The regulations were announced in February 2011. After an 18-month phase-in, packaged foods must clearly list allergens using common names, like "milk" instead of "hydrolyzed casein."
The new rules apply to priority allergens in foods known to cause 90 per cent of reactions:
- Tree nuts (almonds, brazil nuts, cashews, hazelnuts, macadamia nuts, pecans, pine nuts, pistachios, walnuts).
- Sesame seeds.
- Seafood (fish, crustaceans and shellfish).
- Mustard seed.
- Glutens (oats, barley and rye).
- Wheat (as a food).
The rules will require a listing of allergens in smaller components of the product. For example, if a product includes "spices," the label must list any allergens, glutens or sulphites contained in the spices.
Food allergies can trigger anaphylaxis, a life-threatening condition in which a person's immune system identifies foods as a threat, and attacks it. Symptoms can include blood pressure drops, narrowing of the airways and hives.

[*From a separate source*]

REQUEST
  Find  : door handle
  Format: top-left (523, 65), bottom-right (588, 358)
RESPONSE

Marilyn Allen of Sutton, Ont., has been a driving force behind the food label changes for more than a decade. Allen is a founder of Anaphylaxis Canada, an advocacy group for people with food allergies. Her daughter, Robyn Lyn, died from her food allergies in 1990 at age 15.
Under the new regulations, packaged food companies have the option of either putting an allergen in the list of ingredients or adding a line with the word "contains X."
"It is going to require allergic people to look for the 'contain' statement," advised Allen, a food allergy consultant. "If it's absent, never assume. Then go back and read the ingredient list to make sure there’s been enough space on the label for that company to repeat that message twice."
Allen is celebrating the changes, but notes there are still gaps, such as:
- The regulations don't apply to deli, bakery and bulk foods.
- Beer is exempt from listing glutens, although the beverage may contain sulphites that trigger asthma and caramel colouring that include dairy.
- The term "may contain X" is not regulated for allergens not listed in the ingredients, but may have cross-contaminated the food in trace amounts at the factory.
Allen hopes allergic consumers will monitor the new labels and report potential problems to the Canadian Food Inspection Agency.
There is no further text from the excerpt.